+5.5 <- Here’s half point extra for humanity (though I suspect GoatOnFire will be angry with me for that .)
I happen to be a writer, both by trade and hobby. I recently went through a dark time, and correspondingly had written some pretty dark ramblings in one of my blogs. An old high-school friend of mine, someone I've known for, oh, 20 years or so, saw what I wrote and has been giving me grief about some of my more recent, darker writings. I've grown weary of trying to explain the catharsis of writing to him. Apparently I really am a scary person sometimes, even to old friends. <sigh> And I’ve grown rather annoyed over his stark lack of any understanding of me, one that I see ever reflected in humanity. I seem to have this oddly inverse quality to me; the longer you know me, the less well you'll know me, because the more you know me, the more I will tend to be my true self, who is someone who cannot exist here.

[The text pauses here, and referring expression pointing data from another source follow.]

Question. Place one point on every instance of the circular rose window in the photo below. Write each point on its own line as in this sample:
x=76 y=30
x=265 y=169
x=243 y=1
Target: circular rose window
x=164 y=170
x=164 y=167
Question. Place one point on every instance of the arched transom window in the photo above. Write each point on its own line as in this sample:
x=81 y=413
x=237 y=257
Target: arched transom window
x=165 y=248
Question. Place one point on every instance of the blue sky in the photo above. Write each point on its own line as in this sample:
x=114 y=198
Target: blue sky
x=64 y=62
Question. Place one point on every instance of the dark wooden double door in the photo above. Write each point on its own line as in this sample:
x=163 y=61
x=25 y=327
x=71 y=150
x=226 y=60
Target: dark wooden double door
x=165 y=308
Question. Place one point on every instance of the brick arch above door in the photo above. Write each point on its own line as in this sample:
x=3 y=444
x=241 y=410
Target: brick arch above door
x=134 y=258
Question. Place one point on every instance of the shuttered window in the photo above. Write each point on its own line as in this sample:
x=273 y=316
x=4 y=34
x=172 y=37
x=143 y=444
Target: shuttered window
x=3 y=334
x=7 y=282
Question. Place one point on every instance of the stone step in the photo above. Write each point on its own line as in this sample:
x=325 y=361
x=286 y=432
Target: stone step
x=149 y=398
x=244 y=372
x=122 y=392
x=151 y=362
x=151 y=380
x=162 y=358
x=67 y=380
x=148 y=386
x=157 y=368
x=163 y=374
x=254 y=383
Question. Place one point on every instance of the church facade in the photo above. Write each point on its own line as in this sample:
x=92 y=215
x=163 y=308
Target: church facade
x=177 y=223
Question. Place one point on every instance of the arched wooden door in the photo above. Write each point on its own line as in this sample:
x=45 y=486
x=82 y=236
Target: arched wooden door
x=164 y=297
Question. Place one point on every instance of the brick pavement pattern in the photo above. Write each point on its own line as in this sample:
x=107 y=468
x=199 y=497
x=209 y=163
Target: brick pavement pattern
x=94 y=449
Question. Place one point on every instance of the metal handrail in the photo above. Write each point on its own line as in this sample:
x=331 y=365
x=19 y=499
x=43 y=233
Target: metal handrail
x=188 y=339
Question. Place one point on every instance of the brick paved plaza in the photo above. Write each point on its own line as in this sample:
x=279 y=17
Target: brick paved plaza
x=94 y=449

It's all very strange, and a curse...
So I head back to work today, after taking off last week to do battle with the darkness. One of my work friends had also been reading said mad ramblings from last week, and had even dropped me a quick line about them. He stopped by my office to say "Hi." and see how I was doing (Icarus is always good for an hour or two chat).
So I look at him and sarcastically say, "What, you're not afraid I'm going to go postal on you or something after reading my most recent works?”

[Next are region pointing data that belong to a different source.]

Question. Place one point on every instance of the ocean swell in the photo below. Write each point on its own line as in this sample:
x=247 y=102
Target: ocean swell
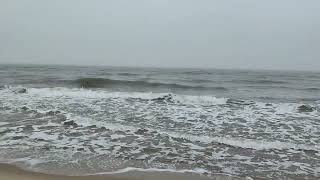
x=108 y=83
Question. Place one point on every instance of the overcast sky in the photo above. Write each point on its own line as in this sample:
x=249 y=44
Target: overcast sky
x=251 y=34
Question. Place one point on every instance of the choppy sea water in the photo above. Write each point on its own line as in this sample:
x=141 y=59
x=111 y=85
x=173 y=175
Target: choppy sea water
x=87 y=120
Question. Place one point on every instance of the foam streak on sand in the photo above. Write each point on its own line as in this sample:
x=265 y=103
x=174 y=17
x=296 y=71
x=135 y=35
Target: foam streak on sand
x=9 y=172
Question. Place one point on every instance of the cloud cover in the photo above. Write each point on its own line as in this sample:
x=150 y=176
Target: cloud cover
x=247 y=34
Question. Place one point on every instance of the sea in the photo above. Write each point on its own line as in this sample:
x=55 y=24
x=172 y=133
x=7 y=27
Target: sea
x=78 y=120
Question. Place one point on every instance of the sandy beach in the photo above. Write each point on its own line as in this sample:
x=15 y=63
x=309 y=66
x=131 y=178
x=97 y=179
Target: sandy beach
x=10 y=172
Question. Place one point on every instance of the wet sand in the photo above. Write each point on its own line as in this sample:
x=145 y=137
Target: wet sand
x=10 y=172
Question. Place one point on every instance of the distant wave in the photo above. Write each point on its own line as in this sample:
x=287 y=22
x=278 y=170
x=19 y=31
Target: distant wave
x=263 y=81
x=105 y=83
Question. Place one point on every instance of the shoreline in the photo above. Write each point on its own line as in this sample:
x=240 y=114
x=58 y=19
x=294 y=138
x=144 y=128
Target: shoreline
x=12 y=172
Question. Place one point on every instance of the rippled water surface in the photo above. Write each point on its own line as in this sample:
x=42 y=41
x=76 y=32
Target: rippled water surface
x=81 y=120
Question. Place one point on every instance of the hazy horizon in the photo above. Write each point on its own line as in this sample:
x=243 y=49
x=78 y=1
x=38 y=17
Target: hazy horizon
x=268 y=35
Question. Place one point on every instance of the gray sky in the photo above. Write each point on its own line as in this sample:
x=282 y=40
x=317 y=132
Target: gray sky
x=266 y=34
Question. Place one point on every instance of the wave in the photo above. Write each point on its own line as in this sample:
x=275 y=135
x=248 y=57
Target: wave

He looked at me, a bit oddly, and said, "What? No, of course not. You're a writer; that's how writers work through the problems - by writing about them. And we all go through troubled times; that’s what gives writers something of worth to write about…' And I swear to the gods I had to restrain myself from hugging him when he said that without me needing to explain, explain, endlessly explain. It was so nice to have someone, a human no less, believe in me, for no other reason than that he did... My work friend, I should mention, is a fellow writer; he's currently working on a fantasy novel and I'm providing the character material for the troubled rouge. [Who I suspect will end up saving the world. ]
Thus comes flying back to me, unbidden, a spark of faith in mankind.
Good fortune,
- Icarus runs and leaps onto the altar...
_________________
Please forgive me if, in the heat of battle, I sometimes forget which side I'm on.